Re: restrict execution of remote address verification probes for canonical, local-only domain?

[PGNd]

On Fri, Jun 19, 2015, at 06:44 PM, Noel Jones wrote:
> You can control it with a check_recipient_access map in place of
> your blanket reject_unverified_recipient.

Ah.

My goal is:

        -- for {spam,ham}.1...@mail.dddd.com accept & pipe to FILTER 
'sa-spam'/'sa-ham', respectively
        -- reject all other msgs to * @mail.DDDD.com
        -- reject all other unverified recipients
        -- fwd/relay all verified recipients

Iiuc, then

        /main.cf
                ...
                smtpd_relay_restrictions =
+                 check_sender_access 
lmdb:/usr/local/etc/postfix/salearn_filter_map
                  permit_mynetworks
                  reject_unauth_destination
-                 reject_unverified_recipient
+                 check_recipient_access 
pcre:/usr/local/etc/postfix/recipient_access_map.pcre
                  check_policy_service unix:private/policyd-spf

        /salearn_filter
                spam.1234 FILTER sa-spam
                ham.1234  FILTER sa-ham

        /recipient_access_map.pcre
                /@mail\.DDDD\.com$/    reject_unlisted_recipient
                /./                    reject_unverified_recipient 

should do the trick. (?)


I'm generally using

                smtpd_relay_restrictions =

rather than

                smtpd_recipient_restrictions =

because I understand it to be an earlier, and not a problem in this usage.

Still ok here?


Docs at

        http://www.postfix.org/postconf.5.html#check_recipient_access

        check_recipient_access type:table
            Search the specified access(5) database for the resolved RCPT TO 
address, domain, parent domains, or localpart@, and execute the corresponding 
action. 
        ...

        smtpd_reject_unlisted_recipient (default: yes)

            Request that the Postfix SMTP server rejects mail for unknown 
recipient addresses, even when no explicit reject_unlisted_recipient access 
restriction is specified. This prevents the Postfix queue from filling up with 
undeliverable MAILER-DAEMON messages.

            An address is always considered "known" when it matches a 
virtual(5) alias or a canonical(5) mapping.

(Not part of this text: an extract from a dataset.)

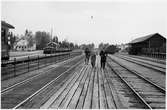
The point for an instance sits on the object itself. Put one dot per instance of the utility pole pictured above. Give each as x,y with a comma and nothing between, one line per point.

Suggest that I need the spam.1234@ and ham.1234@ addresses _known_ in 
'canonical'.

@ http://www.postfix.org/canonical.5.html

        TABLE FORMAT
               The input format for the postmap(1) command is as follows:

               pattern address
                      When  pattern  matches  a mail address, replace it by the 
corre-
                      sponding address.

so

        /canonical
                spam.1...@mail.dddd.com   ?????
                ham.1...@mail.dddd.com    ?????

(1) is the approach above what you had in mind, and correct?
(2) what're the 'right side' entries in /canoncial in this use case?